There are different approaches that one can use to understand the complexities of the Pentateuch. I have been thinking about two approaches in particular, source criticism and literary criticism, after reading James S. Diamond’s book Stringing the Pearls: How to Read the Weekly Torah Portion. Dr. Diamond teaches in the Program in Judaic Studies at Princeton University and this book grew out of his two-year intensive Tanakh course sponsored by the Hebrew College of Boston. Although the aim of the book is to introduce the Jewish reader to the Torah portions (there are 54 portions or parashyiot which are read throughout the year covering the entire Torah), it covers a whole range of topics making it a great introductory short book on the Torah from a Jewish perspective.
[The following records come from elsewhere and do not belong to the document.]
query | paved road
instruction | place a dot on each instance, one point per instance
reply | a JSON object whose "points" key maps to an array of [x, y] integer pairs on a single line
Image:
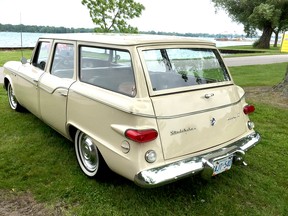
{"points": [[236, 61]]}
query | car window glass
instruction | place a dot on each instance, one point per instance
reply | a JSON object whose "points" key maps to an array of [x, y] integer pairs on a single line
{"points": [[107, 68], [63, 60], [182, 67], [41, 55]]}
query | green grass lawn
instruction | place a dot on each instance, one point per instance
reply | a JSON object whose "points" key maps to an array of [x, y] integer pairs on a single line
{"points": [[36, 159], [259, 75]]}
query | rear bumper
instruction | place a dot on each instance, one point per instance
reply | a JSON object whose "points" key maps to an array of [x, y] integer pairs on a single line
{"points": [[203, 163]]}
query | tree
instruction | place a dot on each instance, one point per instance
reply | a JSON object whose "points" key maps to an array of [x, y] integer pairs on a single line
{"points": [[266, 15], [112, 15]]}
My intention in this post is to look at Diamond’s handling of Genesis 37, a text that he uses to illustrate how the narrative can be read using literary criticism. Part of my interest in literary criticism is my admiration for Robert Alter’s work in this area.

Stringing the Pearls

The title of the book comes from a midrash on Song of Songs 1:10: “… your neck [is comely] with a string of pearls.”

Rabbi Levi said in the name of Rabbi Hama son of Rabbi Hanina:

These are the portions of the Torah, which are strung together, and which draw upon each other, and which jump back and forth among each other, which resemble each other, and which share affinities with each other.

(Midrash Rabbah on Song of Songs 1:54)

Diamond gives us a general overview of source and literary criticism and how each one approaches the text in the Torah. Although source criticism can be quite technical, he points out that it is easier nowadays for lay people to understand it due, in great measure, to the work of Richard Elliot Friedman. In short, he says that source criticism “seeks to identify the different hands and voices that are visible and audible in the text. Source criticism builds on linguistic analysis but looks at larger literary issues such as style and point of view” (71).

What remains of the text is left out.